Grenville Turner, group chief executive, said: “In a broadly flat housing market, albeit with some encouraging signs, we are delighted that our focus and drive in the lettings division – a key driver of our business – has continued to deliver strong momentum resulting in record financial performance in 2012.
“Buy-to-let landlords remain a rising force in the sector, as they seek to capitalise on the growing rental market as young adults and families struggle to get on the housing ladder.”
He went on: “The exact timing of a recovery in the UK residential market remains difficult to predict; however, we have seen an increase in mortgage approvals and an improvement in sentiment in the sector. Government initiatives to boost mortgage lending appear to be kicking in, as the Funding for Lending scheme helped lenders to lower interest rates and improve availability in the past few months.
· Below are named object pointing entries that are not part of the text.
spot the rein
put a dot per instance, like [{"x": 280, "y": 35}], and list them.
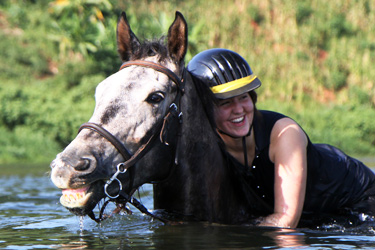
[{"x": 173, "y": 117}]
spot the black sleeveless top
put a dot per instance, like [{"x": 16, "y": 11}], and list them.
[{"x": 335, "y": 181}]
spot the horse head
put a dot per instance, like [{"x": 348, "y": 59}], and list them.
[{"x": 108, "y": 155}]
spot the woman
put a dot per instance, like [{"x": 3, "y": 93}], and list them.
[{"x": 272, "y": 152}]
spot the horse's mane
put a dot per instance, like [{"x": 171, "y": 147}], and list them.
[{"x": 207, "y": 98}]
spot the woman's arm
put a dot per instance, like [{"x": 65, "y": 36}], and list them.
[{"x": 288, "y": 152}]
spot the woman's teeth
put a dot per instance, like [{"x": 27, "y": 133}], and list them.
[{"x": 238, "y": 120}]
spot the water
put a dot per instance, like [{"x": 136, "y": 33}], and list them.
[{"x": 32, "y": 218}]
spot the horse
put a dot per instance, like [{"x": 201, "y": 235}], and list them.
[{"x": 152, "y": 124}]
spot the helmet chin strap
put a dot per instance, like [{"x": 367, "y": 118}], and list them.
[{"x": 243, "y": 142}]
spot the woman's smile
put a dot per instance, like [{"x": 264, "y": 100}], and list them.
[{"x": 234, "y": 115}]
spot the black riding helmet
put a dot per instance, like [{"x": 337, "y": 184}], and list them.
[{"x": 226, "y": 72}]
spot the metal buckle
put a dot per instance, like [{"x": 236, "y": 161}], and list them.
[{"x": 120, "y": 170}]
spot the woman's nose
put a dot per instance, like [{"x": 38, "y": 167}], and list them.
[{"x": 237, "y": 107}]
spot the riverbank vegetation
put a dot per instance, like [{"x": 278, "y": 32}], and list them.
[{"x": 315, "y": 60}]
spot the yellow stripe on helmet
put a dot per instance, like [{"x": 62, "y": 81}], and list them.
[{"x": 229, "y": 86}]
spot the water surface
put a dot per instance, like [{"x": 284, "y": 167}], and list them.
[{"x": 32, "y": 218}]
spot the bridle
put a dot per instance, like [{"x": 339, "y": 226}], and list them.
[{"x": 172, "y": 120}]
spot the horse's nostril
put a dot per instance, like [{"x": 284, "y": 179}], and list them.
[{"x": 82, "y": 165}]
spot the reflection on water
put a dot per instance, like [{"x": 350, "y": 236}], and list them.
[{"x": 32, "y": 218}]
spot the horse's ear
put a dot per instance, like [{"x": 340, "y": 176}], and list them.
[
  {"x": 127, "y": 42},
  {"x": 178, "y": 38}
]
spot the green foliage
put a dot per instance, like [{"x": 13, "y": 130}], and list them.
[{"x": 315, "y": 60}]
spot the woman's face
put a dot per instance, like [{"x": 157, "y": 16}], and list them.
[{"x": 234, "y": 116}]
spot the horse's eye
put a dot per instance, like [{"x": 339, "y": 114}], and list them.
[{"x": 155, "y": 98}]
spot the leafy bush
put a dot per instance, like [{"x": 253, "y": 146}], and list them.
[{"x": 314, "y": 59}]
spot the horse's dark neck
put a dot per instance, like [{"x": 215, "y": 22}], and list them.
[{"x": 201, "y": 186}]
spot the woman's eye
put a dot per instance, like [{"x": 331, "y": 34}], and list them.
[{"x": 155, "y": 98}]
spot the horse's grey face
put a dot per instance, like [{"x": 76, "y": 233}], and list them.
[{"x": 128, "y": 104}]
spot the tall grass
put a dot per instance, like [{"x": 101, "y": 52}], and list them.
[{"x": 315, "y": 60}]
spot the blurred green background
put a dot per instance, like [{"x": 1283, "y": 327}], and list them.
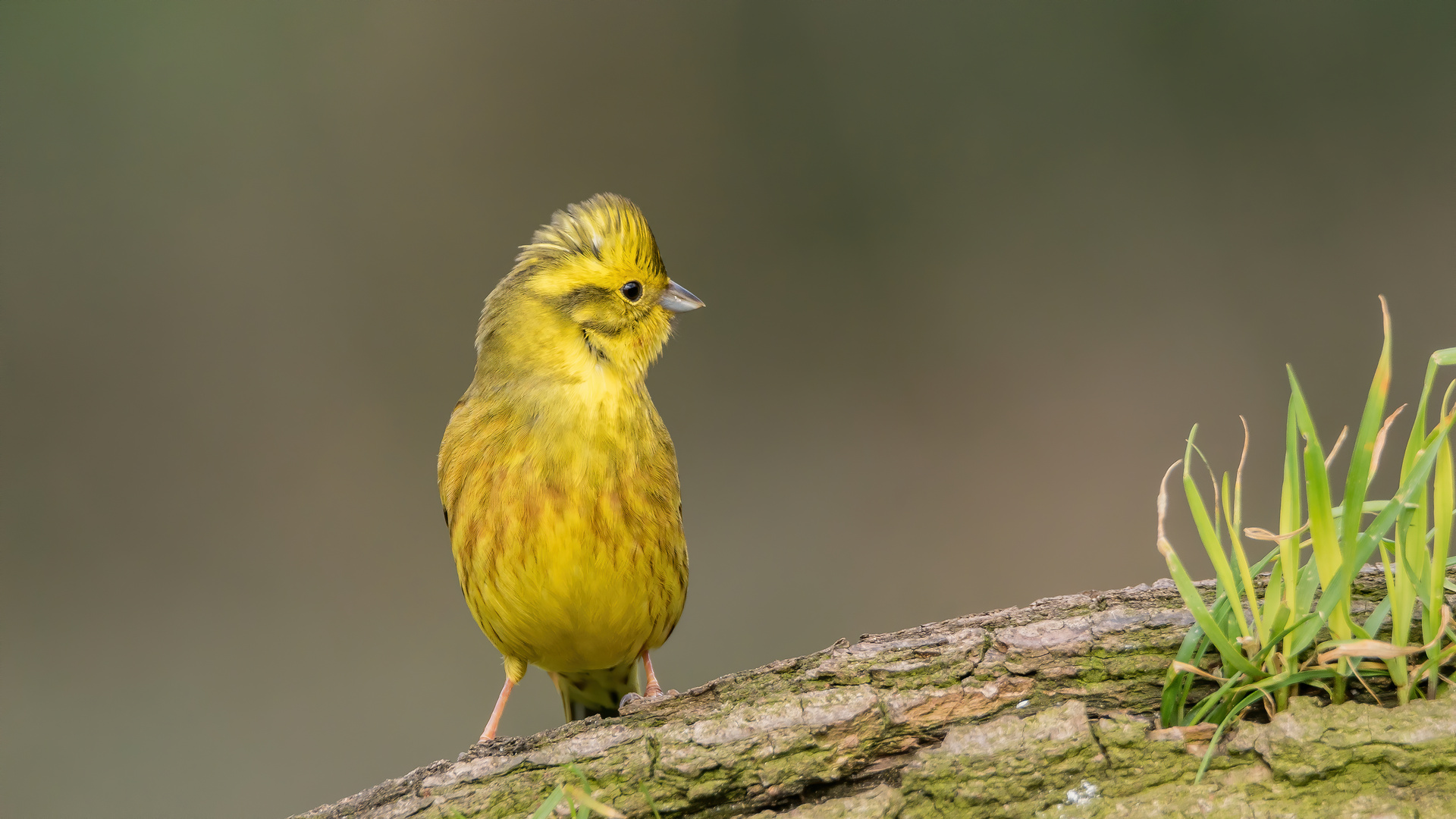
[{"x": 971, "y": 273}]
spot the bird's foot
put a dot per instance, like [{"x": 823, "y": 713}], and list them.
[{"x": 634, "y": 697}]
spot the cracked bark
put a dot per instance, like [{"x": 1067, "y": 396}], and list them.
[{"x": 1038, "y": 710}]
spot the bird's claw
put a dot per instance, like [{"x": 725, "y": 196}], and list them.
[{"x": 634, "y": 697}]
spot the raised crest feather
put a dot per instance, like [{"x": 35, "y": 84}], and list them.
[{"x": 606, "y": 228}]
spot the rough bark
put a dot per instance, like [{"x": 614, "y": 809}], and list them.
[{"x": 1044, "y": 710}]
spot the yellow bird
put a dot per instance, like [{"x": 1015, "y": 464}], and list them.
[{"x": 557, "y": 474}]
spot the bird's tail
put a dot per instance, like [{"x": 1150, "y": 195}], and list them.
[{"x": 584, "y": 694}]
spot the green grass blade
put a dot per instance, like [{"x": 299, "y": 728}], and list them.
[
  {"x": 1209, "y": 535},
  {"x": 1329, "y": 556},
  {"x": 1443, "y": 504},
  {"x": 1228, "y": 651},
  {"x": 1362, "y": 453}
]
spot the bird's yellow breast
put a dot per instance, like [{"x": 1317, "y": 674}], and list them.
[{"x": 565, "y": 521}]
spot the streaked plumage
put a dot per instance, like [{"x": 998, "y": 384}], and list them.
[{"x": 557, "y": 474}]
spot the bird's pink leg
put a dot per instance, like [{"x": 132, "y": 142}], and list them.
[
  {"x": 500, "y": 708},
  {"x": 653, "y": 689}
]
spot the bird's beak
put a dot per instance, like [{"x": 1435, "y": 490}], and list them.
[{"x": 677, "y": 299}]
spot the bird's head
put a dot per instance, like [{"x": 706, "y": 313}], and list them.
[{"x": 590, "y": 287}]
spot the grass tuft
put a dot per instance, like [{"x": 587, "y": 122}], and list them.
[{"x": 1266, "y": 642}]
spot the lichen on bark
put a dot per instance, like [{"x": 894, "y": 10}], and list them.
[{"x": 1034, "y": 711}]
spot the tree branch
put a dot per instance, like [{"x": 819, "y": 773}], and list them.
[{"x": 1008, "y": 713}]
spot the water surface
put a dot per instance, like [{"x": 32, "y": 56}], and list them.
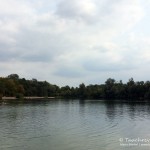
[{"x": 73, "y": 125}]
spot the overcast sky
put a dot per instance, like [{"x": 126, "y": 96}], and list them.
[{"x": 67, "y": 42}]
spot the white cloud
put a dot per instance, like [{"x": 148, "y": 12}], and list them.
[{"x": 72, "y": 39}]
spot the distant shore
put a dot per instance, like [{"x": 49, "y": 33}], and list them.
[{"x": 26, "y": 97}]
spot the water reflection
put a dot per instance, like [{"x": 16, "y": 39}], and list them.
[{"x": 71, "y": 124}]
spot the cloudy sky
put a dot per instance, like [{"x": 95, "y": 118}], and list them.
[{"x": 67, "y": 42}]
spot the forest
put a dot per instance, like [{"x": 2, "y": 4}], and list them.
[{"x": 14, "y": 86}]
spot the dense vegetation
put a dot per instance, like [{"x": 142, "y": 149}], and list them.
[{"x": 12, "y": 85}]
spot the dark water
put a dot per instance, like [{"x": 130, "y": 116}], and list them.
[{"x": 74, "y": 125}]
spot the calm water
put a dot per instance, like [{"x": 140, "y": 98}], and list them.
[{"x": 73, "y": 125}]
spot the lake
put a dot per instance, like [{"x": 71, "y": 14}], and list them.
[{"x": 74, "y": 125}]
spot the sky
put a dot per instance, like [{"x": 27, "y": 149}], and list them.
[{"x": 68, "y": 42}]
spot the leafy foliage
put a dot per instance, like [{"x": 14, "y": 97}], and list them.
[{"x": 12, "y": 85}]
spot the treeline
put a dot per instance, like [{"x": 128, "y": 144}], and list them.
[{"x": 12, "y": 85}]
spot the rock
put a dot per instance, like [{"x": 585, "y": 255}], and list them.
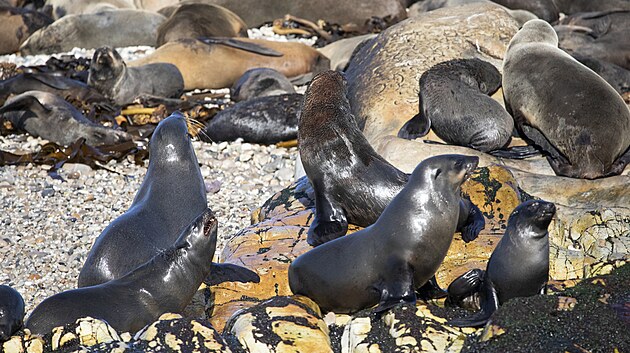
[
  {"x": 406, "y": 328},
  {"x": 255, "y": 13},
  {"x": 281, "y": 324},
  {"x": 383, "y": 76}
]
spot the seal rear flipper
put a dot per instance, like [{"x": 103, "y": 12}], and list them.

“Over the last six years, Countrywide has been transformed into the UK’s largest integrated property services group. We capitalised upon significant growth opportunities via strategic acquisitions and high street branches to enjoy leading market share in all our core businesses. We are now embarking on a new chapter in our growth plans with continued investment in key strategic areas.
“We expect continuing resilience in house prices nationally and continued improvement in lender sentiment in 2013.
“Our estate agency division is positioned for a market recovery and our lettings division is well placed to benefit from the growth trend in the rental market.
“In Countrywide we have built a diversified business with strong prospects irrespective of any housing market recovery.
“With this in mind we view 2013 with confidence and look forward to the opportunities that lie ahead.”